Scientists observed light converted into matter
According to Einstein’s theory of special relativity, light can be converted into matter when two light particles collide with intense force.
But scientists have never been able to do this. No one could create the conditions needed to transform light into matter — until now.
Physicists claim to have generated matter from pure light for the first time. This is a significant breakthrough, overcoming a theoretical barrier that seemed impossible only a few decades ago.
Scientists since they couldn’t accelerate light particles, they opted for ions, and used the Relativistic Heavy Ion Collider (RHIC) to accelerate them at extreme speeds. In two accelerator rings at RHIC, the accelerated gold ions to 99.995% of the speed of light. With 79 protons, a gold ion has a strong positive charge.

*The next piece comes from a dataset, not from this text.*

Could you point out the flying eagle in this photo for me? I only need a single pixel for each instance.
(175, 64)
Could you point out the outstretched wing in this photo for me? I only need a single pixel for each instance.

When a charged heavy ion is accelerated to incredible speeds, a strong magnetic field swirl around it.
When the ions are moving close to the speed of light, there are a bunch of photons surrounding the gold nucleus, traveling with it like a cloud.
That magnetic field produces “virtual photons.” So, in a roundabout way, they accelerated light particles by piggybacking them on an ion.
When the team sped the ions in the accelerator rings with significant energy, the ions nearly collided, allowing the photon clouds surrounding them to interact and form an electron-positron pair — essentially, matter.
The results provide clear evidence of direct, one-step creation of matter-antimatter pairs from collisions of light as originally predicted.